1. Unable to reach a node at GATECH

Unable to reach a node at GATECH

Home Forums FABRIC General Questions and Discussion Unable to reach a node at GATECH

Viewing 7 posts - 1 through 7 (of 7 total)
  • Author
    Posts
  • #6890
    Acheme Acheme
    Participant

      Hello,

       

      I have a node at GATECH which I was able to perform execute() on just this morning but now I get the error below when I try to execute():

      ---------------------------------------------------------------------------
      ChannelException                          Traceback (most recent call last)
      Cell In[22], line 2
            1 # Restart services for clean operations
      ----> 2 stdout, stderr = node1.execute("sudo pkill -9 python3")
            3 stdout, stderr = node2.execute("sudo systemctl restart nginx")
            4 stdout, stderr = node3.execute("sudo pkill -9 python3")
      
      File ~/anaconda3/lib/python3.11/site-packages/fabrictestbed_extensions/fablib/node.py:1564, in Node.execute(self, command, retry, retry_interval, username, private_key_file, private_key_passphrase, quiet, read_timeout, timeout, output_file)
         1559 logging.warning(
         1560     f"Exception in node.execute() (attempt #{attempt} of {retry}): {e}"
         1561 )
         1563 if attempt + 1 == retry:
      -> 1564     raise e
         1566 # Fail, try again
         1567 if self.get_fablib_manager().get_log_level() == logging.DEBUG:
      
      File ~/anaconda3/lib/python3.11/site-packages/fabrictestbed_extensions/fablib/node.py:1424, in Node.execute(self, command, retry, retry_interval, username, private_key_file, private_key_passphrase, quiet, read_timeout, timeout, output_file)
         1417 bastion.connect(
         1418     self.get_fablib_manager().get_bastion_host(),
         1419     username=bastion_username,
         1420     key_filename=bastion_key_file,
         1421 )
         1423 bastion_transport = bastion.get_transport()
      -> 1424 bastion_channel = bastion_transport.open_channel(
         1425     "direct-tcpip", dest_addr, src_addr
         1426 )
         1428 client = paramiko.SSHClient()
         1429 # client.load_system_host_keys()
         1430 # client.set_missing_host_key_policy(paramiko.MissingHostKeyPolicy())
      
      File ~/anaconda3/lib/python3.11/site-packages/paramiko/transport.py:1101, in Transport.open_channel(self, kind, dest_addr, src_addr, window_size, max_packet_size, timeout)
         1099 if e is None:
         1100     e = SSHException("Unable to open channel.")
      -> 1101 raise e
      
      ChannelException: ChannelException(2, 'Connect failed')

       

      When I try to ssh to the node I get the following error:

      Warning: Permanently added ‘bastion.fabric-testbed.net’ (ED25519) to the list of known hosts.
      channel 0: open failed: connect failed: No route to host
      stdio forwarding failed
      kex_exchange_identification: Connection closed by remote host
      Connection closed by UNKNOWN port 65535

       

      Regards,

      Acheme

      #6891
      Jingjing Fu
      Participant

        I recently got these errors and tried some ways, hope these can help.

        For error Connect Failed or Connection closed by UNKNOWN port 65535, I often check if my slice is StateOK or I will go to Jupyter->File->Hub control Panel-> Stop and start my server.

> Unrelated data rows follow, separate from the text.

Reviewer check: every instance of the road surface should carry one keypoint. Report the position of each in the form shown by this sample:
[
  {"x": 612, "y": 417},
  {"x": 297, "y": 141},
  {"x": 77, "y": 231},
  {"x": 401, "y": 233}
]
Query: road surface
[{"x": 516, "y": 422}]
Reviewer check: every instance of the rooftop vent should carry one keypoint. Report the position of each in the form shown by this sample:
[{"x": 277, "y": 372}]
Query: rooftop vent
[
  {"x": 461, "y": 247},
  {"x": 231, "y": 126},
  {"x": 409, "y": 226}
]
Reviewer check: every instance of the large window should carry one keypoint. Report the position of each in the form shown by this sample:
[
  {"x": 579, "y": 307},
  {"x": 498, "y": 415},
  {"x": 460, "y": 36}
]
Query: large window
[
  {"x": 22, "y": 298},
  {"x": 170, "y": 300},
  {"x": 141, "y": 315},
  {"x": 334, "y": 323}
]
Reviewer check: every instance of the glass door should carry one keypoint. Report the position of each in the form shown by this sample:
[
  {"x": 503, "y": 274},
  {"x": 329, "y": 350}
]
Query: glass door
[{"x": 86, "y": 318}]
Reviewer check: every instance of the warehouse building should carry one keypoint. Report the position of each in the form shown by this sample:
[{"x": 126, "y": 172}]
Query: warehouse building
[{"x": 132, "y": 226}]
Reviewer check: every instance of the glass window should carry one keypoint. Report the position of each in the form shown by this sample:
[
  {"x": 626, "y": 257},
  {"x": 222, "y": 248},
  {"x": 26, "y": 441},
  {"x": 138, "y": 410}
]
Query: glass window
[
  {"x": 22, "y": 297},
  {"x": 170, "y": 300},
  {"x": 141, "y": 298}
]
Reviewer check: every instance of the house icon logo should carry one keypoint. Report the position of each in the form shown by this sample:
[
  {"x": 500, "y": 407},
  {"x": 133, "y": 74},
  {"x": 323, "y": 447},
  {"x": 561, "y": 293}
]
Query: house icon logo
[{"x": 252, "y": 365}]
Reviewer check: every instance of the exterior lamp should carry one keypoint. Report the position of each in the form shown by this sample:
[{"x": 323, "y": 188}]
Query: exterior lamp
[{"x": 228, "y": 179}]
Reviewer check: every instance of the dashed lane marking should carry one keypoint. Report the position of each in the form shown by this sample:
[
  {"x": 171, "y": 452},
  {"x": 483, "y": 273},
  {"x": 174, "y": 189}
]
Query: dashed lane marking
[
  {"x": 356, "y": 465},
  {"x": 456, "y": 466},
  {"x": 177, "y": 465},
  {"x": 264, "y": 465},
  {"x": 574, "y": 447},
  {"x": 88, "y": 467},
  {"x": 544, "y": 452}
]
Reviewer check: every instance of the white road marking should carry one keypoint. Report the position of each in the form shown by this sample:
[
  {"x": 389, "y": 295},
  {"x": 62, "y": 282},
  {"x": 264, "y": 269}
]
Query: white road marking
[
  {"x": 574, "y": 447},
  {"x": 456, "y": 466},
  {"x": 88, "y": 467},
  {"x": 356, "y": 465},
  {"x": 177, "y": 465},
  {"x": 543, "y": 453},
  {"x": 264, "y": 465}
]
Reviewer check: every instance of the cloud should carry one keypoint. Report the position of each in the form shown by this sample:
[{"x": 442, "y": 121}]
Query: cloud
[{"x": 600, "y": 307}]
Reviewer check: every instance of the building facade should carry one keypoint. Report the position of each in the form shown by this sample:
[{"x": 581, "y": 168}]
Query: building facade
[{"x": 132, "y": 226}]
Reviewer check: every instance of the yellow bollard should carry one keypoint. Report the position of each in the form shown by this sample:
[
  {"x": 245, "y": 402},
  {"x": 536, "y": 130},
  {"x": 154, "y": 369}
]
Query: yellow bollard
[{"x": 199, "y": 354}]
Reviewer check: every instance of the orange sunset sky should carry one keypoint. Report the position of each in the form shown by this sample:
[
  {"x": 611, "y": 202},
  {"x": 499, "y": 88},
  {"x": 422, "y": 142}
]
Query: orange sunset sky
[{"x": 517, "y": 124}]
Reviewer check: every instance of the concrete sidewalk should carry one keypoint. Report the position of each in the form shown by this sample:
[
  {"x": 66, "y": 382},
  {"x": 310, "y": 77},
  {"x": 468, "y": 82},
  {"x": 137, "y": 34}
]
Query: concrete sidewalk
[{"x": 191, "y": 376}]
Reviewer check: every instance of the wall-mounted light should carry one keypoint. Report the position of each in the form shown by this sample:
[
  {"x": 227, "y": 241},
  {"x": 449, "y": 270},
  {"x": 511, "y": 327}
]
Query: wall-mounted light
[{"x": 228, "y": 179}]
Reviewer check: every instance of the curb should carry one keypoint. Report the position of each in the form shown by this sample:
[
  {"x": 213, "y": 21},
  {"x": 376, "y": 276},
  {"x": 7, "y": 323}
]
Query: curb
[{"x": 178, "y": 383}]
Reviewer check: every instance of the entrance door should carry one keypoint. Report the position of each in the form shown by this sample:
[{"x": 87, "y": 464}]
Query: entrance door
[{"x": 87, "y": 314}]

        If those do not work, try to access VM through portal and run the command there instead of node.execute().

         

        #6892
        Hussam Nasir
        Moderator

          Can you please provide us some details about your slice and VM ? WHat is the IP of the node you are trying to ssh into ?

          #6893
          Acheme Acheme
          Participant

            Yes, sliceID: 97c1aa87-f5e5-4ccb-9b63-a73c1be85825, VM at GATECH management IP: 2610:148:1f00:9f01:f816:3eff:fe49:cd8d

            #6894
            Hussam Nasir
            Moderator

              Can you check now. The VM had crashed. We restored it, but it may be missing its IP config on the data plane NICS that you may have to restore.

              #6895
              Acheme Acheme
              Participant

                I configured the IP address as it was before it crashed but cannot ping the other nodes using the dataplane. Is there something else I should do?

                #6896
                Hussam Nasir
                Moderator

                  The physical node has crashed again. I am working on restoring it now. Please restore your data plane IPs in about 2 hrs and check and let me know.

                Viewing 7 posts - 1 through 7 (of 7 total)
                • You must be logged in to reply to this topic.